I suggest you create an example and add it to the cases in cert_checker_test.cc. If it doesn't pass then these client changes won't allow you to submit it to logs running this implementation and further thought will be needed.
@eranmes Do you have an opinion on whether these submissions should be accepted?
Just to confirm, in the original report, is the root CA you're referring to the special-purpose Precertificate Signing Cert mentioned in https://tools.ietf.org/html/rfc6962#section-3.1 ?
Also, are you using those classes in a log server or client context?
RFC6962 defines the ability to sign a precertificate with a special Precertificate Signing Cert (which has a specific CT OID EKU) - if the certificate is signed with such a Precertificate Signing Cert then at least three entries have to be in the chain:
PreCert -> Precert signing cert -> CA cert which issued the Precert Signing Cert
(When serving the chain with the final certificate the Precert Signing Cert should be omitted).
So if the root certificate is such a special precert signing cert then the check would kick in - and (incorrectly) require you to have a chain of at least 3 elements. However logs should not be configured with the Precert Signing Cert as a trust anchor - because then the real issuer would be missing.
If the root certificate is not the special precert signing cert then maybe it's simply the case of missing the root from the chain?
The check in LogSignatureVerifier is definitely correct - if you're validating the signature over a precert you must have the issuer certificate around to extract the SPKI from.

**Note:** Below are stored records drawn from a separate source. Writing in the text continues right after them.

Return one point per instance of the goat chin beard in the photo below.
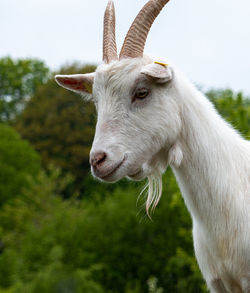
(153, 190)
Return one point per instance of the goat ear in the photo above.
(80, 83)
(160, 72)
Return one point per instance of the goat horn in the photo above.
(109, 42)
(135, 40)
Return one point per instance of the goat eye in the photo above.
(141, 94)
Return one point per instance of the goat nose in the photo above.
(97, 158)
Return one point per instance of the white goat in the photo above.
(149, 117)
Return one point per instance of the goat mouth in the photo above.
(109, 175)
(137, 175)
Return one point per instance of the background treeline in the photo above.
(62, 231)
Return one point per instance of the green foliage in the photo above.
(19, 79)
(18, 162)
(234, 108)
(60, 125)
(102, 243)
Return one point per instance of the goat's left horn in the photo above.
(109, 41)
(135, 40)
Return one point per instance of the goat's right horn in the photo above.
(109, 41)
(135, 40)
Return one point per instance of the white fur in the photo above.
(178, 125)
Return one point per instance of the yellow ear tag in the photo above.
(88, 87)
(160, 63)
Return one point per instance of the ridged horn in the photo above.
(135, 40)
(109, 41)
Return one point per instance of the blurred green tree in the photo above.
(60, 125)
(19, 79)
(234, 107)
(18, 162)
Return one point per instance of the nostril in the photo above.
(98, 158)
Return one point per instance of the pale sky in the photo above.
(208, 40)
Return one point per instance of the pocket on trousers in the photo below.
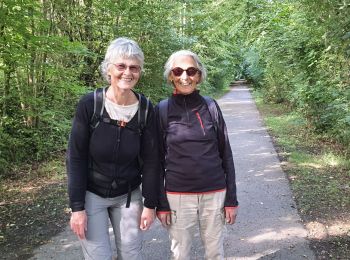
(173, 217)
(222, 215)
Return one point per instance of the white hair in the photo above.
(170, 62)
(121, 48)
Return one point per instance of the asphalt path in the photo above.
(267, 226)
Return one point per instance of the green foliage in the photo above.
(296, 52)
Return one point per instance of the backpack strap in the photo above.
(163, 115)
(214, 113)
(142, 112)
(163, 122)
(99, 104)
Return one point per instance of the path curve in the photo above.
(268, 225)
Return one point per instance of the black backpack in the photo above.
(97, 117)
(99, 104)
(213, 111)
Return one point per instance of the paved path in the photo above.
(267, 227)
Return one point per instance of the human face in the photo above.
(124, 74)
(185, 84)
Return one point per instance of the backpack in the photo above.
(99, 104)
(214, 114)
(97, 117)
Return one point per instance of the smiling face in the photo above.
(184, 84)
(124, 73)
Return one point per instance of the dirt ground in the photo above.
(33, 210)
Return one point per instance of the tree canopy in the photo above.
(296, 52)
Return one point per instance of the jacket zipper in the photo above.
(116, 154)
(200, 122)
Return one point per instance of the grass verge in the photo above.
(33, 208)
(319, 173)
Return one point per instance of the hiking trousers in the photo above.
(190, 210)
(125, 223)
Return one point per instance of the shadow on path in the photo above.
(267, 227)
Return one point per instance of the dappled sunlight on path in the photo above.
(268, 226)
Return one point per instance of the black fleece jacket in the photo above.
(192, 160)
(113, 152)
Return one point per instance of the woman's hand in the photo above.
(230, 214)
(147, 218)
(78, 223)
(164, 218)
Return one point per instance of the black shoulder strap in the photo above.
(99, 104)
(142, 112)
(214, 113)
(163, 122)
(163, 115)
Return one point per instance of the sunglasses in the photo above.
(191, 71)
(122, 67)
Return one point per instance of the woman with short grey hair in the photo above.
(108, 141)
(197, 186)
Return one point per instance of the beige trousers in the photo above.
(191, 210)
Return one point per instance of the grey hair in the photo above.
(121, 48)
(170, 62)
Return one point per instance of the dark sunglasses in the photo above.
(191, 71)
(122, 67)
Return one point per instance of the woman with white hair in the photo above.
(103, 160)
(197, 184)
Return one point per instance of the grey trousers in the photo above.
(125, 223)
(187, 212)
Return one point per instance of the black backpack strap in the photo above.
(163, 115)
(163, 122)
(214, 113)
(142, 112)
(99, 104)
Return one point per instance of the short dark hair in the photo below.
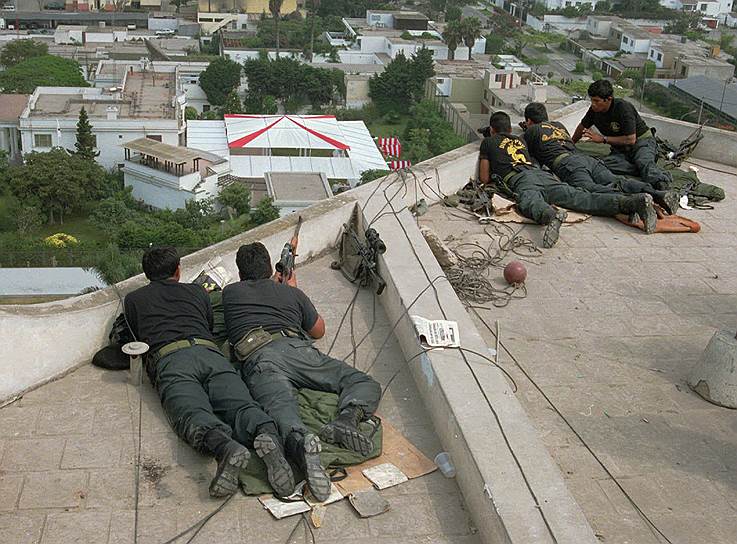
(536, 112)
(601, 89)
(160, 263)
(500, 122)
(253, 261)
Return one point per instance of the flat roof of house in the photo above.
(146, 95)
(47, 281)
(11, 106)
(298, 186)
(172, 153)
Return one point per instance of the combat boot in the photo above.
(552, 230)
(669, 200)
(269, 449)
(305, 452)
(642, 205)
(343, 431)
(231, 456)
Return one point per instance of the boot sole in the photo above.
(317, 479)
(226, 481)
(346, 437)
(278, 471)
(648, 215)
(552, 231)
(672, 202)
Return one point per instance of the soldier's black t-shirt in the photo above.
(548, 140)
(166, 311)
(268, 304)
(504, 152)
(621, 119)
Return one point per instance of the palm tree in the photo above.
(275, 9)
(452, 35)
(315, 5)
(470, 31)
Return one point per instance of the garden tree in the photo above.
(275, 9)
(85, 140)
(494, 44)
(17, 51)
(314, 6)
(453, 13)
(265, 211)
(649, 69)
(422, 69)
(43, 71)
(179, 4)
(236, 196)
(418, 144)
(115, 265)
(443, 138)
(402, 83)
(392, 89)
(219, 78)
(61, 183)
(453, 35)
(232, 103)
(470, 32)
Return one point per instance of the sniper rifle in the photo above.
(285, 266)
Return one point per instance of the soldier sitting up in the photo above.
(537, 192)
(271, 326)
(621, 127)
(205, 400)
(551, 145)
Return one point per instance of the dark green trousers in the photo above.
(590, 174)
(644, 156)
(277, 370)
(537, 191)
(200, 390)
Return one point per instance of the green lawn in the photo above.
(79, 227)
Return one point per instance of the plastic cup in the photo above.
(442, 460)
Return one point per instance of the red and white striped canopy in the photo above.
(284, 131)
(390, 147)
(399, 165)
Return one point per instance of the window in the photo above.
(42, 140)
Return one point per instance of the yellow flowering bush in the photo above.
(60, 239)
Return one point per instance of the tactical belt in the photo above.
(559, 158)
(181, 344)
(257, 338)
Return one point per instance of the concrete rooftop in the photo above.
(67, 455)
(612, 325)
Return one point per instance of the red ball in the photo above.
(515, 272)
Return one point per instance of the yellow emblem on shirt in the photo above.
(512, 147)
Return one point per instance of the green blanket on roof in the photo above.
(685, 182)
(316, 409)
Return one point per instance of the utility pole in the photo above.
(721, 103)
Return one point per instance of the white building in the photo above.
(145, 105)
(258, 144)
(167, 176)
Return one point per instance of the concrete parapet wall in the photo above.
(41, 342)
(512, 487)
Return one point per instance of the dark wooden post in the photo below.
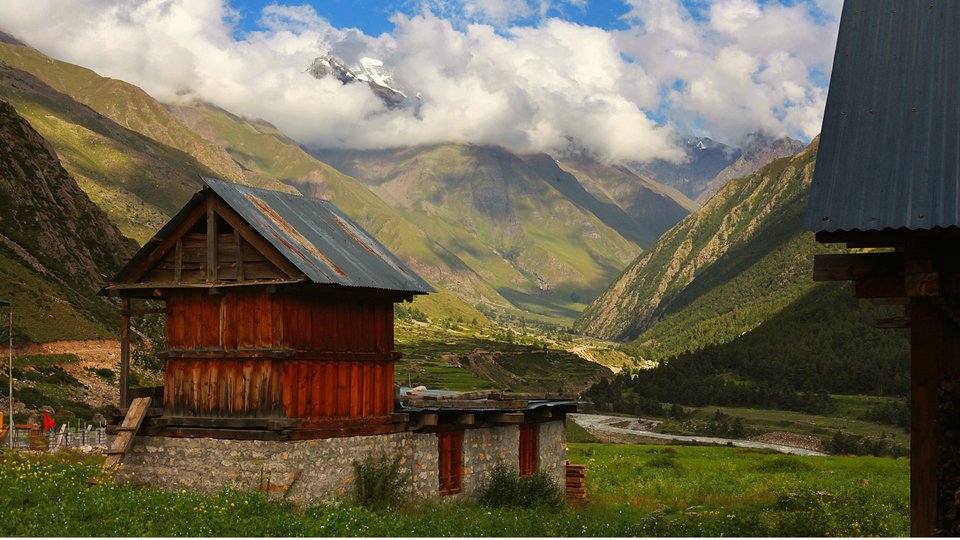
(124, 351)
(925, 340)
(211, 242)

Note that this code was written with a Java log client in mind - if you're using it in a log server or a TLS client then some things may not be as straightforward as could be.
And yes, a pre-certificate issued directly from a root CA is a submission that could be accepted (I don't recall any reason it shouldn't be, and in the Java code that validates the signature the root CA must be included so the issuer key hash could be later extracted from it).

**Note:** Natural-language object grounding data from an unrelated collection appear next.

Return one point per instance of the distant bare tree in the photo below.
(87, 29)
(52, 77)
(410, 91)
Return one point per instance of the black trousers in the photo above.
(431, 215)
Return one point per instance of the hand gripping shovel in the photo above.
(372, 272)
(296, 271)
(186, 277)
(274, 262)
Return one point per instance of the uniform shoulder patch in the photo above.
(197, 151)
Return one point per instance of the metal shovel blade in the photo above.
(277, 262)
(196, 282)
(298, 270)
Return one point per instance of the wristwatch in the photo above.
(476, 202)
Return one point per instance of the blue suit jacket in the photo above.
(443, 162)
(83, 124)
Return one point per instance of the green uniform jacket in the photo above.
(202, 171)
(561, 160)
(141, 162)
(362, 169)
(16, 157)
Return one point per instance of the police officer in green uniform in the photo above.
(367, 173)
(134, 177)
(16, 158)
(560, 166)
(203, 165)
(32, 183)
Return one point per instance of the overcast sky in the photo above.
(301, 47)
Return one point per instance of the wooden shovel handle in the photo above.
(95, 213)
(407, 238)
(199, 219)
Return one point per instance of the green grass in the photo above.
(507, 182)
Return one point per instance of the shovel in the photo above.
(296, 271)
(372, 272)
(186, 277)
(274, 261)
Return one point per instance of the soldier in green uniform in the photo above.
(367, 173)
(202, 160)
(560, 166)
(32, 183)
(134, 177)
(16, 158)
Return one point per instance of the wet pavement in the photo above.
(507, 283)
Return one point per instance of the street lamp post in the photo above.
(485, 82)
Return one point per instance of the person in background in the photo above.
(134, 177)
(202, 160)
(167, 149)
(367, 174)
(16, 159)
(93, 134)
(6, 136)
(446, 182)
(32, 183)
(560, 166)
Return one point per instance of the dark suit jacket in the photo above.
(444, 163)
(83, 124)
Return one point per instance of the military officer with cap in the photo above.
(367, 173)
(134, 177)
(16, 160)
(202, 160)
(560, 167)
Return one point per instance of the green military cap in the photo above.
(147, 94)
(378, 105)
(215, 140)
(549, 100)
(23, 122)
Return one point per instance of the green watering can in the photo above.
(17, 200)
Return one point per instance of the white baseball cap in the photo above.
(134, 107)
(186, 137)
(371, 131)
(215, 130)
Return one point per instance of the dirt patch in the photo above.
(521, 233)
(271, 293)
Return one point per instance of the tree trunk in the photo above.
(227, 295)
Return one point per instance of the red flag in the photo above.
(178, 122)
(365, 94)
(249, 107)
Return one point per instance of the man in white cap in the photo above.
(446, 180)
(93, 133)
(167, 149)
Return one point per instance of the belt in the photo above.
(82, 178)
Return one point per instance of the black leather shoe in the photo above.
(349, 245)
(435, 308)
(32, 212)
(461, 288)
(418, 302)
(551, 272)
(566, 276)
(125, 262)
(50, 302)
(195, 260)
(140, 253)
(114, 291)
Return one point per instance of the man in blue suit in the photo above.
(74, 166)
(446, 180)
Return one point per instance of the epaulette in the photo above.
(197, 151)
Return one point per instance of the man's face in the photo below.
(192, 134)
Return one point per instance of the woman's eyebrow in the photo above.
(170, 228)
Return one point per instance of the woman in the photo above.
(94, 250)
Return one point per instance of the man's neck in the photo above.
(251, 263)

Thanks Eran. So this might be a server issue as well. We'll have to verify it against C++ and Go servers.
Thanks Eran,
Sorry, but I think we forgot about the Precert signing cert as we're not using that. In our case it's pre-certificates signed directly by the issuing CA.
We only use the library as a java client, posting certificates to logs.
I think it's well understood now, but I'll just re-iterate it with examples.
We used to submit like this, which works in the current java client:
Pre certificate->Issuing CA->Root CA
or
Pre certificate->Issuing Root CA
Since you don't have to submit Root CA according to RFC6962 you can save bytes in the submission by removing that:
Pre certificate->Issuing CA
or
Pre certificate
In the current java client the second row doesn't work, i.e to submit a pre-certificate signed directly by a Root CA, without also submitting the Root CA certificate.
I believe the solution to the problem would be to simply append the Root CA certificate to the chain you verify, after submission.
That is, no need to send the Root CA when you submit to the log, but you need it in the chain when you verify the SCT.
Good. Then a requirement is that the CT client API must be changed to be able to submit without root certificate, and provide a separate issuer for verification. Currently it is all done inside the submission code where you only provide the chain to be submitted.
Closing this issue. This repo is no longer being maintained. See the README for info.